[solved] Confusion about Component activation behaviour differences between bndtools and PDE

Hello everyone!

I am in the process of converting 95 bundles created and developed within a PDE workspace over the past ~20 years to bndtools. Quite big task, nice to learn a lot of stuff, also nice to get a lot of headaches, but mostly the good-pain kind :slight_smile:
So I’ve been running into lots of weird problems mostly having to do with dependency management (and dealing with ooooold libraries) and the differences between how PDE and bndtools approach/implement OSGi…
So far so good, other than the abysmal state of bndtools’ documentation, which I knew before will be a tough pill to swallow, mostly by finding out about some of the cool stuff that is only partially documented, I’ve actually come very far and am pretty happy about how everything turned out. That is until I just found a potential dealbreaker, which if not resolvable might have me need to throw in the towel for economic reasons.
Edit: The previous sentence was exaggerated, but such a major redesign of our main product is gonna stir up big discussions in our team.
I’m running into a problem where some of our bundles are fragments containing annotated DS @Components, which do get activated in the PDE workspace, yet not in bndtools.
One of their Fragment-Hosts has Eclipse-ExtensibleAPI: true in its Manifest, yet I don’t know whether this is the reason its fragments’ @Components get activated, while that doesn’t happen in bndtools.
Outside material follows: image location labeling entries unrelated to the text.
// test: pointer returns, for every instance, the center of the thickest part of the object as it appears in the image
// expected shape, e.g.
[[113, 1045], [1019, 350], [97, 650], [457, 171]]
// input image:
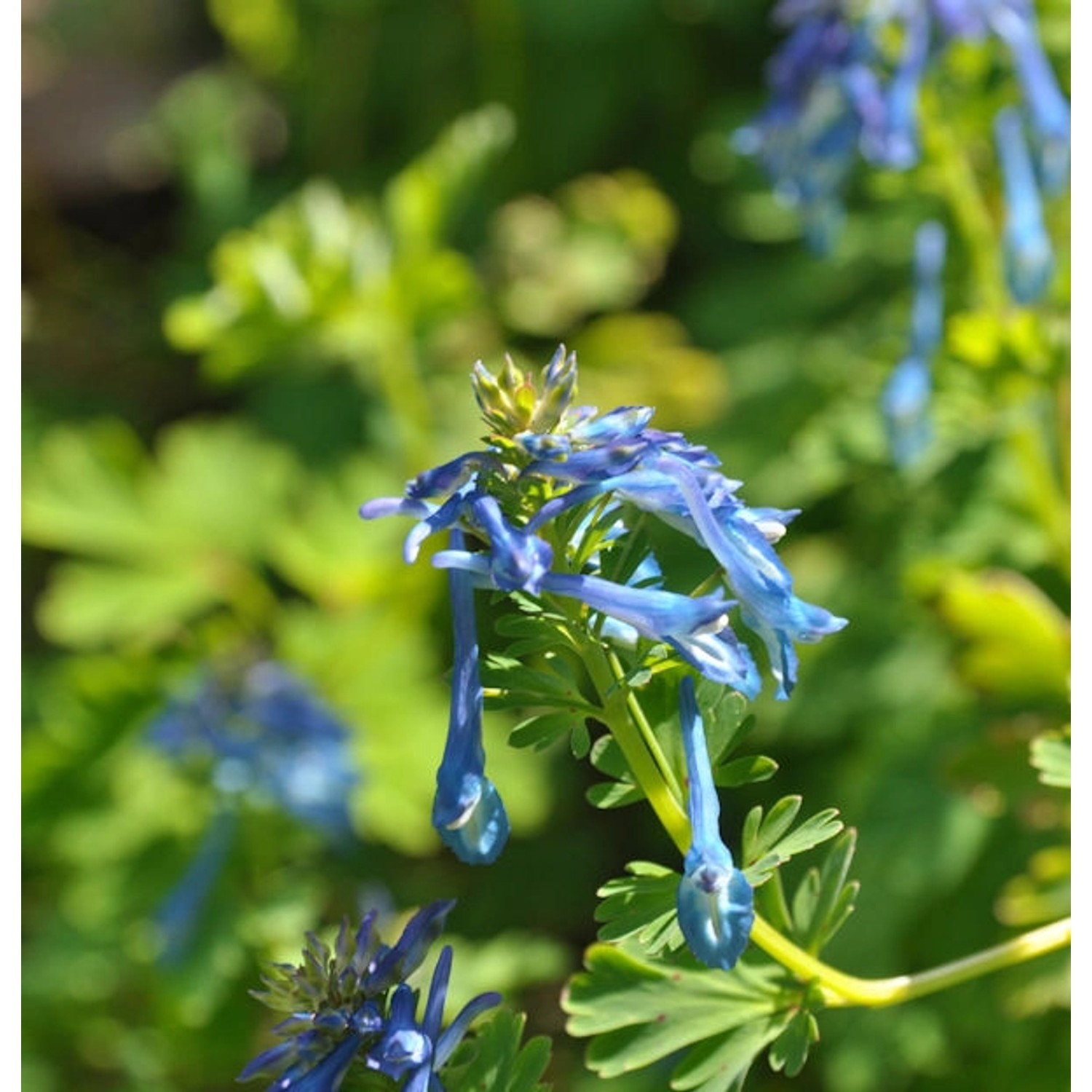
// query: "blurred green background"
[[264, 242]]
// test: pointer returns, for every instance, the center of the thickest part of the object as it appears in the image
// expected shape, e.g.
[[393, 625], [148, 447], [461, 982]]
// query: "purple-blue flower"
[[1029, 258], [261, 737], [838, 92], [268, 738], [714, 901], [513, 502], [906, 397], [352, 1005], [467, 812]]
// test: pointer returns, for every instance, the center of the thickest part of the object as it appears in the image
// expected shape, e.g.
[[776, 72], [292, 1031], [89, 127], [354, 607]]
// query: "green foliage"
[[769, 842], [639, 1008], [497, 1059], [1051, 756], [639, 1013], [253, 292]]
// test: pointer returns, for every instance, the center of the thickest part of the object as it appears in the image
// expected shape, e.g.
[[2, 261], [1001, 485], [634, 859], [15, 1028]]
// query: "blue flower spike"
[[716, 903], [352, 1005], [1029, 258], [467, 812], [906, 395], [840, 95], [544, 459]]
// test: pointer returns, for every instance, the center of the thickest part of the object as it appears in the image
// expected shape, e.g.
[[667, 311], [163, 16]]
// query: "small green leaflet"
[[1051, 756], [493, 1059], [768, 843], [638, 1011]]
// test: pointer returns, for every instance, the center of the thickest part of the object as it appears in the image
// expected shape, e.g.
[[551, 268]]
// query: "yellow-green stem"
[[839, 989]]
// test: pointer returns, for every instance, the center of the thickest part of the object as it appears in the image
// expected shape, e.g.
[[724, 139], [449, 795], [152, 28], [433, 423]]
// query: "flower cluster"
[[260, 736], [352, 1006], [546, 458], [906, 399], [836, 91], [268, 740]]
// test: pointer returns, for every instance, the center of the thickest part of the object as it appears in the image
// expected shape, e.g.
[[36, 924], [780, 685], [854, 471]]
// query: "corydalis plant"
[[351, 1007], [548, 513], [260, 737], [838, 92]]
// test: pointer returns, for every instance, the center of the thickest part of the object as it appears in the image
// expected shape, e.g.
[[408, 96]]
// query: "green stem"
[[617, 713], [839, 989], [649, 737], [959, 185]]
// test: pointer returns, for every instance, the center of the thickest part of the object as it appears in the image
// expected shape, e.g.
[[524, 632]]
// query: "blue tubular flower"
[[906, 404], [467, 812], [834, 92], [389, 965], [609, 462], [893, 143], [823, 96], [768, 604], [1015, 23], [419, 1051], [906, 397], [1029, 259], [518, 561], [268, 738], [716, 903], [352, 1004], [927, 314]]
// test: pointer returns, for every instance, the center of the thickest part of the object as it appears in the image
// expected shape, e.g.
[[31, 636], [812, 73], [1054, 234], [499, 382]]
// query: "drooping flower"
[[260, 737], [419, 1051], [840, 92], [714, 901], [351, 1005], [467, 812], [268, 740], [906, 397], [1029, 258], [528, 480]]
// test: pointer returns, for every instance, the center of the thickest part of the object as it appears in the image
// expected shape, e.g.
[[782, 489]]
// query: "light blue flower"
[[353, 1005], [510, 505], [1029, 258], [906, 395], [1015, 23], [268, 738], [467, 812], [836, 94], [714, 901], [419, 1051]]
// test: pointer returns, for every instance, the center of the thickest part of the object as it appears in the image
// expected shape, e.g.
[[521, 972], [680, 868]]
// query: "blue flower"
[[906, 404], [511, 502], [467, 812], [714, 901], [260, 736], [269, 740], [352, 1005], [419, 1051], [1015, 23], [836, 94], [1029, 258], [906, 397]]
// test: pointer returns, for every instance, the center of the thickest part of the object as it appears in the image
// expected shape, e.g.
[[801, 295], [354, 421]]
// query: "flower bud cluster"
[[351, 1006], [546, 458]]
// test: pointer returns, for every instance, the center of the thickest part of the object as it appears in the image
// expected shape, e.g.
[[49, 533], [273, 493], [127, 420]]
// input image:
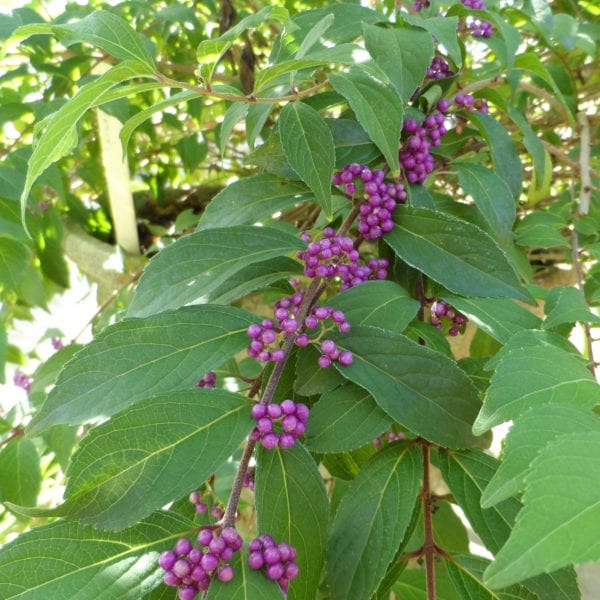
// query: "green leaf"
[[419, 388], [371, 522], [60, 135], [378, 108], [153, 453], [556, 527], [503, 150], [457, 254], [110, 33], [382, 304], [528, 436], [345, 419], [566, 304], [203, 262], [467, 473], [20, 473], [87, 564], [308, 145], [528, 377], [500, 318], [137, 358], [253, 199], [394, 51], [492, 197], [292, 506]]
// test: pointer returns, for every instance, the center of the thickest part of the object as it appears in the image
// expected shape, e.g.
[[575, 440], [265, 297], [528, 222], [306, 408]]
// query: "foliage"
[[326, 195]]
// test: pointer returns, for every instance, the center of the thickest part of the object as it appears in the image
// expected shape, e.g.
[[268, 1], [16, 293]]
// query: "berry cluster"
[[191, 568], [196, 499], [441, 308], [277, 559], [438, 69], [415, 158], [208, 380], [380, 198], [279, 424]]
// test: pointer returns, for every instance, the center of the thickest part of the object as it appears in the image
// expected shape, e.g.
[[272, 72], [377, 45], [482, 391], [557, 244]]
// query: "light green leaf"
[[530, 433], [565, 304], [457, 254], [203, 262], [382, 304], [558, 525], [20, 472], [394, 51], [151, 454], [308, 145], [419, 388], [492, 197], [84, 563], [60, 135], [378, 108], [500, 318], [137, 358], [371, 522], [110, 33], [345, 419], [531, 376], [292, 507]]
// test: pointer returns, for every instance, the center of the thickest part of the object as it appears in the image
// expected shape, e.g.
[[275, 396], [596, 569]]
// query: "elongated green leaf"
[[109, 32], [60, 136], [84, 563], [137, 358], [247, 583], [567, 305], [466, 574], [20, 472], [308, 145], [492, 197], [500, 318], [394, 51], [502, 149], [457, 254], [134, 122], [153, 453], [253, 199], [371, 522], [528, 377], [467, 474], [527, 438], [378, 108], [292, 506], [345, 419], [556, 527], [419, 388], [378, 303], [204, 261]]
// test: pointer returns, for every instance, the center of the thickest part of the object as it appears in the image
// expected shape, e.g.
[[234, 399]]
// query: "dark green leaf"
[[371, 522], [559, 521], [378, 109], [87, 564], [20, 473], [292, 506], [457, 254], [527, 438], [137, 358], [394, 51], [419, 388], [528, 377], [193, 268], [308, 145], [344, 419]]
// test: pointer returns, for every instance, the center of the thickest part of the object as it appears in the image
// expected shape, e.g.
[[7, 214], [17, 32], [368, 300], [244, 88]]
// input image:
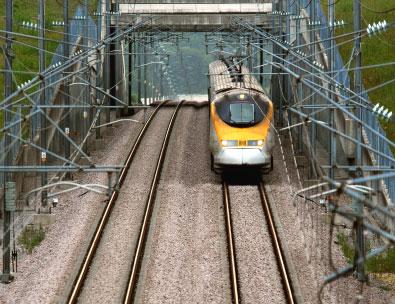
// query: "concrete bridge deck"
[[201, 17]]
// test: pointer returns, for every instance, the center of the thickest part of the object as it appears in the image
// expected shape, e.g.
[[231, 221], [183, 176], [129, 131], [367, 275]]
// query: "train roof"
[[222, 80]]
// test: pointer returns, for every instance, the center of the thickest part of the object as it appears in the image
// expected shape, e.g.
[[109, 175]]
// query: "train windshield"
[[242, 110], [242, 113]]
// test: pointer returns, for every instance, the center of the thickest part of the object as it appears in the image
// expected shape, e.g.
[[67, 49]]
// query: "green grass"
[[375, 50], [384, 263], [31, 237], [26, 57]]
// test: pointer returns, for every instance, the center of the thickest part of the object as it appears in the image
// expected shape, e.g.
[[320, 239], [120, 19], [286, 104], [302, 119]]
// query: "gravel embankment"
[[186, 255], [43, 275], [260, 280], [107, 277], [306, 234]]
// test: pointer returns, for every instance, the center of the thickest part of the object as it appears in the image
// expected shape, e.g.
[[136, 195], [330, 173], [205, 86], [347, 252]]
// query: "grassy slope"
[[375, 50], [26, 58]]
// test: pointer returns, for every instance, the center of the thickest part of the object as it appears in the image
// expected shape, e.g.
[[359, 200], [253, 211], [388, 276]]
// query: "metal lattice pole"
[[43, 120], [332, 139], [66, 89], [358, 205], [6, 277]]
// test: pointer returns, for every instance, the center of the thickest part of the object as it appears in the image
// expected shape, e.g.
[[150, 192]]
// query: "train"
[[241, 116]]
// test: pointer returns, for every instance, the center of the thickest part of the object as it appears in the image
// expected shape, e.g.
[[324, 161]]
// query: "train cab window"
[[242, 112]]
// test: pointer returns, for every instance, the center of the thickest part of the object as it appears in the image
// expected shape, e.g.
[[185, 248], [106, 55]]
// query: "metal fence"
[[343, 78], [76, 30]]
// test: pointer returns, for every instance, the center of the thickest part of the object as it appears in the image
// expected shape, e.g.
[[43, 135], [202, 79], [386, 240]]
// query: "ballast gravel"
[[259, 277], [186, 256], [44, 275], [107, 276]]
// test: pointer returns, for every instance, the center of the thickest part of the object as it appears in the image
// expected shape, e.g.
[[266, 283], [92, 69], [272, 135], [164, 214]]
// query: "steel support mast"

I’ve come pretty far in this whole conversion, 74 of those bundles are sitting happily in my bndtools workspace, not throwing errors during build time, all resolving as they should (or how I at least guess they should) in runtime also running smoothly until services get called with their @Component annotated implementations being located in a fragment bundle, as these somehow don’t end up in the OSGi service registry.
Of course this leads to functionality breaking, as org.osgi.framework.ServiceExceptions get thrown left right and center.

Can I, without restructuring those fragments to independent bundles, replicate the PDE behaviour in bndtools?

Cheers
Julian

Hi @jkoerkel ,

not that I know an answer, but a few questions:

I think it is a limitation of OSGi that Fragments do not participate in normal bundle lifecycle.

Does your current Fragment bundle really need to be fragment bundle? If yes, what was the reason?

Could you move the @Components class from the Fragment bundle to another normal bundle?

OK sorry I overread your most important sentence. Hmm not sure you can avoid that.

Since the fragment shares the same classpath with the host (the host can see classes in its fragments) you may do some classpath classloader scanning tricks in the host and find specific classes in the fragments and instanciate them.

I am sure you already found this article by @fipro78 which I think describes your problem.

Edit:
Just in case you don’t know: The OSGi bnd Snapshot Viewer was a valueable tool in a few cases when I migrated to bndtools.

1 Like

I think it is a limitation of OSGi that Fragments do not participate in normal bundle lifecycle.

Yeah we had a lot of issues in the codebase where we deviate from how things actually should be done in OSGi, yet this one unfortunately is a little larger then my previous problems in this conversion…

Does your current Fragment bundle really need to be fragment bundle? If yes, what was the reason?

… cause let’s talk more like… 20ish fragments or so. Why we did this really only makes sense when talking about what our products are supposed to do in German (not at liberty to explain) and suddenly the idea of Fragments extending their hosts’ apis like this becomes a no-brainer, yet the moment this is taken out of a PDE context, it obviously fails. So now I’m probably gonna be overstaying my welcome with my team because this entails a rather substantial redesign of our main product, where what I was supposed to do is just to make a different build system work with our existing products, so no manual upkeep of Manifests is necessary and use its more strict warnings to after conversion, not before, fix our problems with how we’ve been doing some key aspects of OSGi development not completely the right way.

Could you move the @Components class from the Fragment bundle to another normal bundle?

That unfortunately grows the host bundle substantially and the split into fragments was done so we have a better overview of our general project structure. So this would just dissolve the fragments and put them back in an already already very big host bundle…

Interesting case. I never realized, that Components inside a Fragment don’t work OOTB. This ahs nothing todo with bnd though. SCR does simply not look for a Service-Component Header in Fragments. The solution is rather simple though, as I just found out. Add Service-Component: OSGI-INF/* to the Manifest of your Host Bundle and now it will work as you expect.

2 Likes

That explains a lot, because in the PDE projects, their manifests have Service-Component: OSGI-INF/components/*.xml set, yet I didn’t do that in my bnd.bnd-files, as the Service-Component Header is set by bndtools. Then I’ll add that back and report back whether that solves my problem.

Thank you!

Related SO-Answer

That has solved my problem. Thanks a lot!